Xサーバ・カタログ
やや特殊な用途に用いられてきたXサーバだが、活用しだいでは普通の管理用途にも有用だ。そこで、Windowsで動作する6本のXサーバを紹介する。選択の参考にしてほしい。(編集局)
北浦 訓行
2003/7/15
LinuxとWindowsを同時に使っているユーザーにとって、Xサーバはとても魅力的なソフトウェアだ。今回は、商用の比較的高価なものからフリーのものまで6本を紹介する。
Xサーバとは
Linuxでは、ウィンドウシステムとしてX Window Systemが使われます。1984年にMIT(マサチューセッツ工科大学)で開発されたX Window Systemは、クライアント/サーバモデルを採用し、ネットワークを強く意識した構造になっています。
■クライアントで使うのに「サーバ」
「Xサーバ」は、画面表示やキーボード、マウスの入力などを処理します。そして、その情報を利用するアプリケーションが「Xクライアント」です。従って、手元で操作するPCにインストールするのがXサーバです。一般的なクライアント/サーバでは、手元で操作するのがクライアントで、バックグラウンド処理などを担当するのがサーバですから、慣れないと混乱するかもしれません。
■X Window Systemの一般化
これまでXサーバは、主にCAD/CAMなどを操作する設計者やUNIX系のエンジニア、企業の業務システムの端末を操作するスタッフなど、一部の人たちが使ってきました。しかし、LANがPCの標準装備品になったことや、Linuxが広く使われるようになったことなどから、趣味でPCを使うユーザーもXを使うケースが増えてきました。
複数のPCをLANで接続して、WindowsとLinuxをアプリケーションによって使い分けているユーザーもたくさんいます。その際、2つのPCの画面を同じディスプレイ上に表示できたら便利です。

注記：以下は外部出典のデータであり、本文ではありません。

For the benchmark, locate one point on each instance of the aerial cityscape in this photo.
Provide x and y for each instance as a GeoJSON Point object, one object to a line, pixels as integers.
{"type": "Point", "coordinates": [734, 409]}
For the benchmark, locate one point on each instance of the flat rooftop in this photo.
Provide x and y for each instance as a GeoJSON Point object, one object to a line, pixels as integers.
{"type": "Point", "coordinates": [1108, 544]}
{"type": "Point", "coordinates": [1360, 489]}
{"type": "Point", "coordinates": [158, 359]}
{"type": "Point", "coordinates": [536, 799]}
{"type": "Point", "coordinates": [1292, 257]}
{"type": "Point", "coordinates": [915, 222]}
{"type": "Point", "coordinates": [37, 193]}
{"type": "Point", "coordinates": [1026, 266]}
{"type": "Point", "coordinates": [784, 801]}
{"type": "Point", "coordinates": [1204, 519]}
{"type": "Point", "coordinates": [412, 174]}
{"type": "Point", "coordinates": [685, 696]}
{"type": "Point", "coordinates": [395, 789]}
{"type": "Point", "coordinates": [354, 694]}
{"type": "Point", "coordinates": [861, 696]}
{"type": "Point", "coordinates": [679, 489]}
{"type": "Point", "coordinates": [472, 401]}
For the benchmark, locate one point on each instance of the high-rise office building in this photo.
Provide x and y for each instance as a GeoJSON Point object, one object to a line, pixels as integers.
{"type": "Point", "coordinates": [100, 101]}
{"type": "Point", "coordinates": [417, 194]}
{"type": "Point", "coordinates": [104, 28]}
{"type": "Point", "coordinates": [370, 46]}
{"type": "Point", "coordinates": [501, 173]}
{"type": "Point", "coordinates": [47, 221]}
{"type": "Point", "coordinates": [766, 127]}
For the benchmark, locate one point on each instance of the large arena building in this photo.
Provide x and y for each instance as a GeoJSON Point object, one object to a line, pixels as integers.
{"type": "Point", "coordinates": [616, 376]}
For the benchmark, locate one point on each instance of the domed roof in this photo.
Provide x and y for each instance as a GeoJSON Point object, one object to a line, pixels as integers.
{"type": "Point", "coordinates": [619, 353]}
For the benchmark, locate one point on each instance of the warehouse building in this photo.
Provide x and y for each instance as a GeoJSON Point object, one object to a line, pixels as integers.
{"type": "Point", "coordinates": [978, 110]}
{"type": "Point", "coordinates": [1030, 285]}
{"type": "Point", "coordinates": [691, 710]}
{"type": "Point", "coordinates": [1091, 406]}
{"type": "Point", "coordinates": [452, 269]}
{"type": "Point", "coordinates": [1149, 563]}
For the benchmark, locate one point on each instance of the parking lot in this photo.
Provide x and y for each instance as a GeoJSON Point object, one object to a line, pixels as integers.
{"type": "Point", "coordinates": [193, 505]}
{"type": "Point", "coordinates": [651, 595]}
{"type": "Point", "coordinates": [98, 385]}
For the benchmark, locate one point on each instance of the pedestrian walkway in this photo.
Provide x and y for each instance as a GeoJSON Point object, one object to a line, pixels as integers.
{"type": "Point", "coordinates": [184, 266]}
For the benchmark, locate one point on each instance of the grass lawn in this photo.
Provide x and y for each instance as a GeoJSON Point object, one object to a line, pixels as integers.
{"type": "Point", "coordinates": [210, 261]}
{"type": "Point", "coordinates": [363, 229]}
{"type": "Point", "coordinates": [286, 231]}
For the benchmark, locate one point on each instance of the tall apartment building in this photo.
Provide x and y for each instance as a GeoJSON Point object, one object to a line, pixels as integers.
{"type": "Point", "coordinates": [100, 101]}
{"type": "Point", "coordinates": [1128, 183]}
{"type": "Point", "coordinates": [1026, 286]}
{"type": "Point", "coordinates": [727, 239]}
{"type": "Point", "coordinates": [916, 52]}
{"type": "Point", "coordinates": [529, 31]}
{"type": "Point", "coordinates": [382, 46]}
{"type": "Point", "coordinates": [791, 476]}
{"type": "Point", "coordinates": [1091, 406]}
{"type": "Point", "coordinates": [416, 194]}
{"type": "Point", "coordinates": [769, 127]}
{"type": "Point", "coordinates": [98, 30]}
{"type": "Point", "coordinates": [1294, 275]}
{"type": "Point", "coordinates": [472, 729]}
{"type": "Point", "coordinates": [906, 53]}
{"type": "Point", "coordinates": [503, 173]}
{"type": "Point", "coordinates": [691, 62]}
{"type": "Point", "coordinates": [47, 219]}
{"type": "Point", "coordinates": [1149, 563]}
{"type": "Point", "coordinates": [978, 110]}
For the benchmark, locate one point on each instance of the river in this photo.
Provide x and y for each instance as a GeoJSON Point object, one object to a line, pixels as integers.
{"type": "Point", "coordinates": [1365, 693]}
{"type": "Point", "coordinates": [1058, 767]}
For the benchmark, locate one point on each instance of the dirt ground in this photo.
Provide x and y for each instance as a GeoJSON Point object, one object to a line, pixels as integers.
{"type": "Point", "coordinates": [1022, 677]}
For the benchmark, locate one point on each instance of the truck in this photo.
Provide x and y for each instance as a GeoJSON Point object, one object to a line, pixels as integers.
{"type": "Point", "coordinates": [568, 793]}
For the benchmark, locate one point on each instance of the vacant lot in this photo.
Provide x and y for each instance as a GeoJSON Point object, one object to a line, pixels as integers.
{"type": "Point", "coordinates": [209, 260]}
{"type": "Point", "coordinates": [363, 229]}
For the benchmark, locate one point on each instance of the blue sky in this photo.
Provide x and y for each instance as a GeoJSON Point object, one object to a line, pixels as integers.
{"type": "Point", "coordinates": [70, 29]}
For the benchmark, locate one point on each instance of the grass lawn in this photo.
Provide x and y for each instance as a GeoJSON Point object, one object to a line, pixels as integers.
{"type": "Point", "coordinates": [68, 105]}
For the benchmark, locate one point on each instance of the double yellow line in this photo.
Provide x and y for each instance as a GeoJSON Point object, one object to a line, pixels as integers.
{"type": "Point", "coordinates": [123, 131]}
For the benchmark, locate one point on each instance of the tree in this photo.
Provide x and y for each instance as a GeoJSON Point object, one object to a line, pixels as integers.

Windowsの画面をLinux上に表示したり、Linuxの画面をWindows上に表示する方法はいくつかありますが、その中で最も「スジ」がいいのが、WindowsマシンにXサーバを導入することです。なぜなら、X Window Systemは当初からさまざまなネットワーク環境で効率よく動作することを目的に開発されているからです。最近では、Red Hat Linuxをはじめとして、GUIのシステム設定ツールを用意しているディストリビューションも増えていますから、それだけでもX Window Systemを使うメリットがあるといえるでしょう。
■評価対象
今回は、商用/フリーを問わず、Windows上で動作するXサーバを対象にしました。商用のXサーバについては、評価版を入手できることが条件です(注)。その結果、以下の6本を試用しました。
- ASTEC-X 4.00
- Exceed V8.0J
- Reflection X 10.0
- X-Win32 Version 5.4
- X on Windows 2
- WeirdX 1.0.31
注:X on Windows 2は市販のパッケージ製品で評価版は存在しませんが、Cygwin/XFree86をベースに開発されたものであり、入手しやすい価格設定なので、Cygwin/XFree86の代わりとして対象に加えました。 |
評価の基準は、主に以下の点です。
- 日本語対応(Webによるサポート、プログラムの日本語化など)
- Linuxでの設定・接続のしやすさ
なお、テストに際して、接続相手となるホストにはRed Hat Linux 9を使用しました。